Traditional surveillance depends on manual review—analysts combing through event reports, inspection data, and recalls. The data is siloed, not indexed, and difficult to analyze. That process is slow, inconsistent, and prone to bias. Basil’s AI automates this process by continuously ingesting and analyzing data across multiple regulatory sources.

Our models identify anomalies and correlations in real time—for example, subtle increases in complaint types or patterns across similar device categories. This enables earlier detection of risk signals, often months before they would otherwise surface.

We also deliver these insights in structured, actionable formats that fit directly into manufacturers’ safety review workflows, enabling proactive intervention and quality improvement.

The platform leverages large language models to interpret complex narratives from adverse event reports, recalls, and regulatory filings. How does this semantic and contextual analysis differ from traditional keyword-based searches?

Traditional systems rely on keyword matching, which can miss nuance in regulatory data. For instance, a report describing “battery overheating” might not match one that says “thermal damage,” even though both refer to the same risk.

Basil’s large language model enhancements enable the LLMs to understand context, meaning, and relationships across millions of documents. They interpret unstructured narratives the way a human reviewer would—recognizing synonyms, causal patterns, and severity implications without “hallucination”.

This semantic analysis allows Safety Signaling to cluster related events, identify emerging issues, and present a unified view of risk that goes far beyond keyword search.

How do Safety Signaling’s outputs integrate with existing workflows, quality management systems, and regulatory processes to support decision-making and operational efficiency?

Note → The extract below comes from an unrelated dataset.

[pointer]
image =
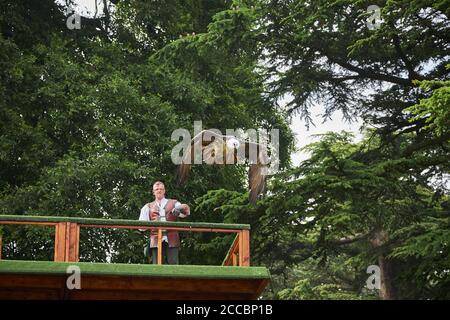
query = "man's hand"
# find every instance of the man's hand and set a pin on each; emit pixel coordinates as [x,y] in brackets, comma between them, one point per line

Integration was a core design principle. Safety Signaling delivers its outputs through APIs, dashboards, and automated alerts that connect seamlessly with manufacturers’ quality management systems (QMS), post-market surveillance tools, and regulatory compliance workflows.

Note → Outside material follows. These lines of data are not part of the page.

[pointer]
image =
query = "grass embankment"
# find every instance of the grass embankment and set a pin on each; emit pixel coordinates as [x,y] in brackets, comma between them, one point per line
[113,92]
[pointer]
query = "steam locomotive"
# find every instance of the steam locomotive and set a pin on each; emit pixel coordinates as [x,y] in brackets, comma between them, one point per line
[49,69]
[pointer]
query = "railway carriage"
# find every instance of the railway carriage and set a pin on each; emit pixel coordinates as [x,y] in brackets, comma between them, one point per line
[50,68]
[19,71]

Teams can customize thresholds, monitor specific product families, and generate audit-ready data and analytics aligned with ISO 13485 and FDA expectations. The platform’s structured outputs also support documentation for vigilance reporting, CAPA investigations, and periodic safety update reports.

By embedding associative insights and analytics directly into existing systems, Safety Signaling enables faster, evidence-based decision-making and reduces both compliance risk and operational overhead.

Could you share any early examples or case studies where the platform successfully identified a risk signal before it became a major safety issue?

The new Safety Signaling solution is in early deployment with a number of global MedTech companies, and we will share case studies as they are developed in the future.

Looking ahead, how do you see AI and predictive analytics transforming post-market surveillance and patient safety across the medtech industry over the next 3–5 years?

We’re entering a new era where post-market surveillance will evolve from a reactive compliance process into a proactive, value-driving capability. Over the next few years, AI will make it possible to detect, diagnose, and even forecast safety risks before devices reach patients.

Regulators are also encouraging this shift toward data-driven vigilance and real-time monitoring. As systems like Safety Signaling become standard, we’ll see fewer widespread recalls, faster corrective actions, and stronger trust between manufacturers, regulators, and patients.

Ultimately, proactive safety intelligence will become as essential to medtech operations as design controls or clinical validation—driving both safer outcomes and smarter business decisions.